Seorang petugas memeriksa kadar gula darah seorang warga di sebuah laboratorium di Jakarta (foto: ilustrasi).
Seorang petugas memeriksa kadar gula darah seorang warga di sebuah laboratorium di Jakarta (foto: ilustrasi).

Hasil riset terkini tim peneliti Inggris menyebutkan kadar gula darah yang agak tinggi dapat berisiko sakit jantung, meski tidak mengidap diabetes. Hasil riset itu juga mengungkapkan bahwa laki-laki dengan kadar gula darah di bawah ambang diabetes 30 persen lebih berisiko sakit jantung, sementara pada perempuan risikonya bahkan lebih tinggi.

Para peneliti yang melakukan riset terbaru mengenai kaitan antara penyakit jantung dan diabetes menyatakan keterkaitan kedua penyakit itu tidak mengejutkan. Tetapi mereka tidak mengira begitu banyak orang yang kadar gula darahnya agak sedikit tinggi juga memiliki risiko sakit jantung yang lebih besar.

Bacaan Lainnya

Para peneliti kesehatan masyarakat dari London School of Hygiene and Tropical Medicine mempelajari catatan 420 ribu orang yang terdaftar di Biobank Inggris, yang menyimpan data biomedis seperti hasil pemindaian dan tes darah.
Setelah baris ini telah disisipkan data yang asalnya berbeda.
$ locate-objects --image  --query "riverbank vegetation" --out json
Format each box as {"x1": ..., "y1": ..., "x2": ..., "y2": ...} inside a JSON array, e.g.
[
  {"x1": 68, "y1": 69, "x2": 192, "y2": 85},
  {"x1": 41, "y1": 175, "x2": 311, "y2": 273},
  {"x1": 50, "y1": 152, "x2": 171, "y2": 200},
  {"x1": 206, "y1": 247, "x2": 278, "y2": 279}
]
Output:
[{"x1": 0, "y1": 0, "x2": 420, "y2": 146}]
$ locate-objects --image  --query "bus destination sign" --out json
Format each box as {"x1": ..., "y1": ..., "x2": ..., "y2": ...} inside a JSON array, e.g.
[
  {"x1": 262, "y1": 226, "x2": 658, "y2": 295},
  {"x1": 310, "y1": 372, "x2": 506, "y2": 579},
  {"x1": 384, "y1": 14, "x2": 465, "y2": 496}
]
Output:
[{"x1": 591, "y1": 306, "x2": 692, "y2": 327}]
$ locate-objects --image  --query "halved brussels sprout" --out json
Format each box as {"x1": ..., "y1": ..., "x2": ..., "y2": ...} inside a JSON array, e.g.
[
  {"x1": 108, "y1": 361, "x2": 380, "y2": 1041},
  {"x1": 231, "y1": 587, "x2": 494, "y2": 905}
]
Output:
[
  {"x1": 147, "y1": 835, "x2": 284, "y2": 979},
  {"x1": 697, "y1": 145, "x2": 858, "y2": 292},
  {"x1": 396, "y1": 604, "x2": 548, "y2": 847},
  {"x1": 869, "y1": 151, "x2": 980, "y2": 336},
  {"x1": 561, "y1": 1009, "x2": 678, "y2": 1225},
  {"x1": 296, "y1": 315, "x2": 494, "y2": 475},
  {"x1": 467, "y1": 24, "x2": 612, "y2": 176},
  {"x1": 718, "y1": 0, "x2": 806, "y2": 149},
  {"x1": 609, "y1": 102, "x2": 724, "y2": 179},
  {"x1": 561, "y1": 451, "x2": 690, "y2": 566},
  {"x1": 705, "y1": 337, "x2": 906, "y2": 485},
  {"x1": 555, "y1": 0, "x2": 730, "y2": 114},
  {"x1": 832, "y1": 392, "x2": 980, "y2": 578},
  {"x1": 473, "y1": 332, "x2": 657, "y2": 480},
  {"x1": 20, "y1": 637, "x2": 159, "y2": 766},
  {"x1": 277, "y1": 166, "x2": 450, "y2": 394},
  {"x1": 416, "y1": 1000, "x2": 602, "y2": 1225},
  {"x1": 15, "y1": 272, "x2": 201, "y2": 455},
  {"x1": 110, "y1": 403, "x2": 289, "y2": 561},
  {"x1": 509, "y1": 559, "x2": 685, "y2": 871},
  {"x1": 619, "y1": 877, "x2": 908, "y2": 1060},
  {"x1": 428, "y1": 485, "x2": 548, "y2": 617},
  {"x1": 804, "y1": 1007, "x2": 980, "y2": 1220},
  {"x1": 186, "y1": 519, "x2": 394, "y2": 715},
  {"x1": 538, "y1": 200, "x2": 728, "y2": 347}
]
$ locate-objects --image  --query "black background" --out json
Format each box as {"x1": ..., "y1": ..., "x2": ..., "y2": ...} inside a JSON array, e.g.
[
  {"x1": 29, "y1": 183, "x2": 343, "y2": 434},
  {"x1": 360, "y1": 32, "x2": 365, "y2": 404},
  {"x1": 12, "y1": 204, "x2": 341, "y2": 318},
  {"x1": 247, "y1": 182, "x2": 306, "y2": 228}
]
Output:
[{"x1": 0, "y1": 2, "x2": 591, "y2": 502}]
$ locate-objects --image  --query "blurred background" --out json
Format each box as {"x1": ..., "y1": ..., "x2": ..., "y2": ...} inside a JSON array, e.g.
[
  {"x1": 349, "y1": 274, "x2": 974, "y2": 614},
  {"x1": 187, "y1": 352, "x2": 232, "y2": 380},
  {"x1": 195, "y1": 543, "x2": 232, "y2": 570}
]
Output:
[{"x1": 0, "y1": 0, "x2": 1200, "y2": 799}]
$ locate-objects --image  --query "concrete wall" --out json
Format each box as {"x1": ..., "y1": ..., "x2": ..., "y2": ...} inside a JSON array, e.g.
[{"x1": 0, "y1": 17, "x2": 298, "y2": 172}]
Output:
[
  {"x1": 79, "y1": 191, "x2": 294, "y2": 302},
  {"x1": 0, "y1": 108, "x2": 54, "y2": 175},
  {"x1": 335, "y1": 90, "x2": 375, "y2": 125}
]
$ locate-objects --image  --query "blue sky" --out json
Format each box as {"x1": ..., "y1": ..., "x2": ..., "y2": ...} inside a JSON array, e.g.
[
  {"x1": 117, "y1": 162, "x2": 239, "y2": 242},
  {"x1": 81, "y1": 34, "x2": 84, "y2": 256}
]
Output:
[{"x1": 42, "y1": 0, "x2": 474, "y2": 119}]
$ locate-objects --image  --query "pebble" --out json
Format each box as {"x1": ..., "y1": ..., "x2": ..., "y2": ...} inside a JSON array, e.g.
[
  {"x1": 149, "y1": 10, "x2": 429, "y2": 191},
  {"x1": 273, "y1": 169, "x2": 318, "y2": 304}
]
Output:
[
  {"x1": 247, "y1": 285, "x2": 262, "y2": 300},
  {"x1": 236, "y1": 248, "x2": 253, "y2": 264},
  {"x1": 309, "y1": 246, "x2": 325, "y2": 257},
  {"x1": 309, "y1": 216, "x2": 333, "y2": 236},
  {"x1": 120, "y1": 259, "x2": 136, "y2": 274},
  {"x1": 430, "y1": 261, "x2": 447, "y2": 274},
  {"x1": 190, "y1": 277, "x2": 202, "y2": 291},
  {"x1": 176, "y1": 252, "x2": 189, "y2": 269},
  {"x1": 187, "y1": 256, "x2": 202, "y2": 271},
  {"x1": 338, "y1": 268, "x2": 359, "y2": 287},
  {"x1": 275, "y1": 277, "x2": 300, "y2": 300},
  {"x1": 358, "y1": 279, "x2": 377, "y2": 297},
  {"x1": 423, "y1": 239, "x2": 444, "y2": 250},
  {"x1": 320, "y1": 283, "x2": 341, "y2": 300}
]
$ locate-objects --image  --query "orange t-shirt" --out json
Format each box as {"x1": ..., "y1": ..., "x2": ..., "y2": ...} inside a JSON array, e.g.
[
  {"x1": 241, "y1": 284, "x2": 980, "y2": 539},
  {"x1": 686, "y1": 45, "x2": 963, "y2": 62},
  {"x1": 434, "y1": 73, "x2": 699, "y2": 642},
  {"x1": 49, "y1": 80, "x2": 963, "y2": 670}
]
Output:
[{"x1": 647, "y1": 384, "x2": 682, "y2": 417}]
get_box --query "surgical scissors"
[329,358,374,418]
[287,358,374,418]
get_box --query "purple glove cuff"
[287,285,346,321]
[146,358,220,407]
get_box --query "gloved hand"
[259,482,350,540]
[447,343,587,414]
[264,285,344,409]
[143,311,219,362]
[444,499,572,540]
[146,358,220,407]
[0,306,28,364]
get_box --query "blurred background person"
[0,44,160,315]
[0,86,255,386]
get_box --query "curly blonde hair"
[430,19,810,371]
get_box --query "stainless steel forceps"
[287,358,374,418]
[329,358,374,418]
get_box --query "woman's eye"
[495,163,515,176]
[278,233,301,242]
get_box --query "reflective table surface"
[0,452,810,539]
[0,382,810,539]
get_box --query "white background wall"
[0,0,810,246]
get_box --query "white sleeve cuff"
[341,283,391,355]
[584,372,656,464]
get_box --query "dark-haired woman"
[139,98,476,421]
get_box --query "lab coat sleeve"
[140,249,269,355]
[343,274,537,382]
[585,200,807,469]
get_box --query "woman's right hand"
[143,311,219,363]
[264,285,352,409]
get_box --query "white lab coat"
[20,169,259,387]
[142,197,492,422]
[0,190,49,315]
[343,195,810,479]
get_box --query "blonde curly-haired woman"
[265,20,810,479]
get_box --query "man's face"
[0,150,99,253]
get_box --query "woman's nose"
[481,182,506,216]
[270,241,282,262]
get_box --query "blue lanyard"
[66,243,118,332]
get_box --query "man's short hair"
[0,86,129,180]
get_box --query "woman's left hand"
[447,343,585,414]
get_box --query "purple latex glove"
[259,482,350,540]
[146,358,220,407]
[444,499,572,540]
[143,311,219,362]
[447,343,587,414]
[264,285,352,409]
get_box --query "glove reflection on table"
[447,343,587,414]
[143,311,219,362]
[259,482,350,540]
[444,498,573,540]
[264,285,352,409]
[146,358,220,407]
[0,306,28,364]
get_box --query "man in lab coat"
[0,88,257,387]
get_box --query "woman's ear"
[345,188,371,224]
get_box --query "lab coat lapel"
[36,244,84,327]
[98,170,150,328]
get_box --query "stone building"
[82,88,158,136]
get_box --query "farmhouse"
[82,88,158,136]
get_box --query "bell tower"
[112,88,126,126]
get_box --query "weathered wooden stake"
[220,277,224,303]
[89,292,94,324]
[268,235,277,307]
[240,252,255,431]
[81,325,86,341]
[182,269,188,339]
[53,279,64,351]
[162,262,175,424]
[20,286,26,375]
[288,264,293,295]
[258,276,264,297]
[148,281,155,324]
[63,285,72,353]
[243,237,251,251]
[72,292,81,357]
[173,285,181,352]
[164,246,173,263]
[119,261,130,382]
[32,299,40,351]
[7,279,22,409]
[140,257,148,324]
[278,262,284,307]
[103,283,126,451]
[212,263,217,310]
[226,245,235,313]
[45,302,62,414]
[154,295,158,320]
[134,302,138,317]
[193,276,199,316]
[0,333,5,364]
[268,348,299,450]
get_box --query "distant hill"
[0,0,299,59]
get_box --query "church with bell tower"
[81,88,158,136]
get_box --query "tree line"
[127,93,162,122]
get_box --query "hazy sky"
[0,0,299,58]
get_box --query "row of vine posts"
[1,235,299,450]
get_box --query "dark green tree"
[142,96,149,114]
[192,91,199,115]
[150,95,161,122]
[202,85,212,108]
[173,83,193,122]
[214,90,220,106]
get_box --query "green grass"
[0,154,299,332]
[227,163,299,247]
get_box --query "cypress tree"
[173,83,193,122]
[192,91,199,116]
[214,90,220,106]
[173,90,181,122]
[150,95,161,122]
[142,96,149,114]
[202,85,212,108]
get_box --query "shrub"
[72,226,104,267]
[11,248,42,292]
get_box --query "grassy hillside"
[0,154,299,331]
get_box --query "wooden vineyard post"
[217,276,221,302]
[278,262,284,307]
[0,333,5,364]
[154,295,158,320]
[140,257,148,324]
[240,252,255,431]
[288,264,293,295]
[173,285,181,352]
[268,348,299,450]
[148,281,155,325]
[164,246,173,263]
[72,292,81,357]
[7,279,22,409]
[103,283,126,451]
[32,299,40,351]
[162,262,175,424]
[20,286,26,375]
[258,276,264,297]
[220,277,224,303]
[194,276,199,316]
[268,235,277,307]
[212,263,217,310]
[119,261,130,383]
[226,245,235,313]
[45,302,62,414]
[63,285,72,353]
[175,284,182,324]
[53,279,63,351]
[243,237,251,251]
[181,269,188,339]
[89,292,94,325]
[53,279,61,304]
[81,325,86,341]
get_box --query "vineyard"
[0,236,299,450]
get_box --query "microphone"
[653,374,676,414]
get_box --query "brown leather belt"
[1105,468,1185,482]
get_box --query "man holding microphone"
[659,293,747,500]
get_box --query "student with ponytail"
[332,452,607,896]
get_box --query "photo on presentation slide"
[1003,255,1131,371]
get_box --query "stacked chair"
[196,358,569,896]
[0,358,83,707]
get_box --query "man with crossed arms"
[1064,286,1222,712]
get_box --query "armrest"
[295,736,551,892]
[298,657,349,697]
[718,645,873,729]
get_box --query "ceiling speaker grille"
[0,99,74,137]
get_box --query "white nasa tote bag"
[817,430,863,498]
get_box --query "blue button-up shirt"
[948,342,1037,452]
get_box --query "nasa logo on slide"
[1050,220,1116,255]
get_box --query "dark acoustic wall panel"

Para peneliti memilih orang-orang yang terdaftar antara tahun 2006 dan 2010, dan yang terpenting, mencakup mereka yang tidak punya riwayat sakit jantung. Mereka kemudian melacak hasil pemeriksaan medis pada kelompok itu selama 15 tahun.

Penulis senior penelitian itu, Dr. Christopher Rentsch mengatakan informasi Biobank penting karena kadar gula darah partisipan diukur sewaktu data kesehatan orang tersebut diperbarui.

Rentsch mengatakan kadar gula darah berbeda-beda, berdasarkan apa yang dimakan dalam sehari.

Tetapi dalam kajian ini para peneliti meninjau glycated haemoglobin, hBA1c, jumlah gula yang menempel pada hemoglobin atau sel darah merah. Kalau tubuh tidak dapat menggunakan gula secara tepat, gula akan terakumulasi di sel-sel tersebut.

Rentsch mengatakan, “Apa yang kami dapati adalah risiko sakit jantung ada pada mereka yang memiliki kadar gula darah sangat tinggi, jumlah tipikal yang digunakan untuk mendefinisikan diabetes, juga ada pada lelaki dan perempuan dengan kadar gula darah di bawah ambang tipikal diabetes.”

Menurut penelitian itu, lelaki yang pradiabetes (kadar gula darahnya di bawah ambang diabetes) 30% lebih berisiko sakit jantung. Untuk yang mengidap diabetes, risikonya naik menjadi 50%.